El haz errante de la linterna de Tom alumbró el pedrusco de hormigón y se detuvo; estaba impregnado de sangre y cabellos. Al verlo, Jordan empezó a gritar. Jadeante y sudoroso a pesar del frío de la noche, Clay envolvió la cabeza de Alice en el jersey. La tela quedó empapada al instante, y tenía la sensación de llevar unos guantes calientes y mojados. Al poco, la luz de la linterna se posó sobre Alice, en su cabeza envuelta en el jersey hasta la nariz, de modo que parecía la prisionera de una banda de islamistas radicales en una foto de internet, en su mejilla (lo que quedaba de ella), en el cuello cubierto de sangre… Los gritos de Tom se unieron a los de Jordan.
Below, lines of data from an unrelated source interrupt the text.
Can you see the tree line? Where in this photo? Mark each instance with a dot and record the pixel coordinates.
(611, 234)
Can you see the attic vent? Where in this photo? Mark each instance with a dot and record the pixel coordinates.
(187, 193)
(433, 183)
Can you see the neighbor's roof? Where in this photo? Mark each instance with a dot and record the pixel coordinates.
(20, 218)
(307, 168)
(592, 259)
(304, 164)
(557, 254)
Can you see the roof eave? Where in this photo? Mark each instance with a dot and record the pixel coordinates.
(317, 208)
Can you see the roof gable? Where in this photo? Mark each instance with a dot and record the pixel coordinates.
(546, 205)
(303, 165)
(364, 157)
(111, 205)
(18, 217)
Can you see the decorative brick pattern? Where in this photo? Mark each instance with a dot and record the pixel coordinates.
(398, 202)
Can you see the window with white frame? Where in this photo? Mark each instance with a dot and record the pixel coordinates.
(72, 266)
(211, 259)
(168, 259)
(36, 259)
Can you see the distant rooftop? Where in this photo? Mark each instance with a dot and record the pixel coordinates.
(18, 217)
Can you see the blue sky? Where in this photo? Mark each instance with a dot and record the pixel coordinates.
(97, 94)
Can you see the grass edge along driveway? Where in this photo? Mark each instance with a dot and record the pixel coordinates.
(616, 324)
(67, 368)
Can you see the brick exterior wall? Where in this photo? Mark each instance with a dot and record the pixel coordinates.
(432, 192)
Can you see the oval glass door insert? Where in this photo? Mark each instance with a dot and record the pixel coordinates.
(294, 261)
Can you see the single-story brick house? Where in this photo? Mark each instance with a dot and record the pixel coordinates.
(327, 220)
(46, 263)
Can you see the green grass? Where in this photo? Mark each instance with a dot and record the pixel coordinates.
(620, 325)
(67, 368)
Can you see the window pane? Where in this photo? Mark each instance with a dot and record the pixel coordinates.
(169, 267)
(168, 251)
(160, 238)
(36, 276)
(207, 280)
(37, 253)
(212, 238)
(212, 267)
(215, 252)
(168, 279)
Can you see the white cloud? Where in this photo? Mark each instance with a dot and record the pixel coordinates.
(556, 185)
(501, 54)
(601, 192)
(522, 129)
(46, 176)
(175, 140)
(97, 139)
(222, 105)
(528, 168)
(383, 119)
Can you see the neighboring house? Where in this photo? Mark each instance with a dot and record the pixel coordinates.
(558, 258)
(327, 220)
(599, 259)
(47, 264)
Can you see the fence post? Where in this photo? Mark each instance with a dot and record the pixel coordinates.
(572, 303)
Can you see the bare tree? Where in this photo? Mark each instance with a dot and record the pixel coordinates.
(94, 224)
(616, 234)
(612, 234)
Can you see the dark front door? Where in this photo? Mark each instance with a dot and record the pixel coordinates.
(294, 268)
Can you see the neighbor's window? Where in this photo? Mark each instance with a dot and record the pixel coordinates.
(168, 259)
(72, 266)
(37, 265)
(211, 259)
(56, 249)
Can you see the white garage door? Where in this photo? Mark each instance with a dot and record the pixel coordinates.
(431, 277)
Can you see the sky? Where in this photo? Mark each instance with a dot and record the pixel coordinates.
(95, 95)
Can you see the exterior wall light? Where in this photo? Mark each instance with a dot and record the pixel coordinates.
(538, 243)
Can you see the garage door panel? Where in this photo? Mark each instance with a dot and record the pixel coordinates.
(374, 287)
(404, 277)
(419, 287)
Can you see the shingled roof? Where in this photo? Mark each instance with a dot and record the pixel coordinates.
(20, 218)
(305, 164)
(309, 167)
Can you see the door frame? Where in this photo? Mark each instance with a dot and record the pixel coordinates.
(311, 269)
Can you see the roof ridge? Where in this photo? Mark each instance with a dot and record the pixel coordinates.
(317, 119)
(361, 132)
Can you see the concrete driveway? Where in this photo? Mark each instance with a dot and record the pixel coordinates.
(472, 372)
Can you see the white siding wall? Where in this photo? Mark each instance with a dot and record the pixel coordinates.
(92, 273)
Ayudadme, quería suplicarles Clay.

Dejad de gritar y ayudadme. Pero de su garganta no brotó sonido alguno, y lo único que pudo hacer fue presionar el jersey empapado contra el costado herido de su cabeza, mientras recordaba que también sangraba el día que la conoció y pensaba que en aquella ocasión no había sido nada, no había sido nada.

Las manos de Alice sufrían espasmos involuntarios, y sus dedos levantaban nubecillas de tierra de la cuneta.
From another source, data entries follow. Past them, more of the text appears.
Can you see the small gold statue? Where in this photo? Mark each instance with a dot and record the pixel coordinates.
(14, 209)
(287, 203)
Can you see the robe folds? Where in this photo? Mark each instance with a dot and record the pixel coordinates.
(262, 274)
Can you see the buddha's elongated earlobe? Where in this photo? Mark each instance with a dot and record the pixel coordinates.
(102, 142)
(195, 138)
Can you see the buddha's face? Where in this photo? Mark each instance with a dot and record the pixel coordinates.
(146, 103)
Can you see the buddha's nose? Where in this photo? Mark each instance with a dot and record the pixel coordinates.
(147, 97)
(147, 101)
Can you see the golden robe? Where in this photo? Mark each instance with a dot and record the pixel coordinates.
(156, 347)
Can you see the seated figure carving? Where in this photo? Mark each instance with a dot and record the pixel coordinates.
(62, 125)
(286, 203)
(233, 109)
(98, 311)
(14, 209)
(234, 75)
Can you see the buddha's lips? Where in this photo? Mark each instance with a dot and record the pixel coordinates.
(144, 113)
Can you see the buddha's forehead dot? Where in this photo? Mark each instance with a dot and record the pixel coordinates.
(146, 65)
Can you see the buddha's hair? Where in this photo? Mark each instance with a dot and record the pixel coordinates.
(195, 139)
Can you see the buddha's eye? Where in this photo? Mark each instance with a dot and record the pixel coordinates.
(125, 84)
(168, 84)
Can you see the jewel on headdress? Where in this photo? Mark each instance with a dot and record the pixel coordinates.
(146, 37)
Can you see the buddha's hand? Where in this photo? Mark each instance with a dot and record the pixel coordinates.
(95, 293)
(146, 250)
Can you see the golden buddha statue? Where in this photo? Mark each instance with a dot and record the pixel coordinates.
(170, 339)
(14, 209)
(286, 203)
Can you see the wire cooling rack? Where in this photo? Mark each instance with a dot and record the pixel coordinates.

Que alguien le dé la zapatilla, pensó Clay, pero la zapatilla estaba guardada en la mochila, y Alice estaba tendida sobre la mochilla, tendida con la cabeza aplastada por alguien empeñado en saldar una pequeña cuenta. Advirtió que también sus pies temblaban espasmódicos y que la sangre seguía brotando de la herida y empapándole las manos a través del jersey.

Aquí estamos, en el fin del mundo, se dijo. Alzó la mirada hacia el cielo y divisó la estrella vespertina.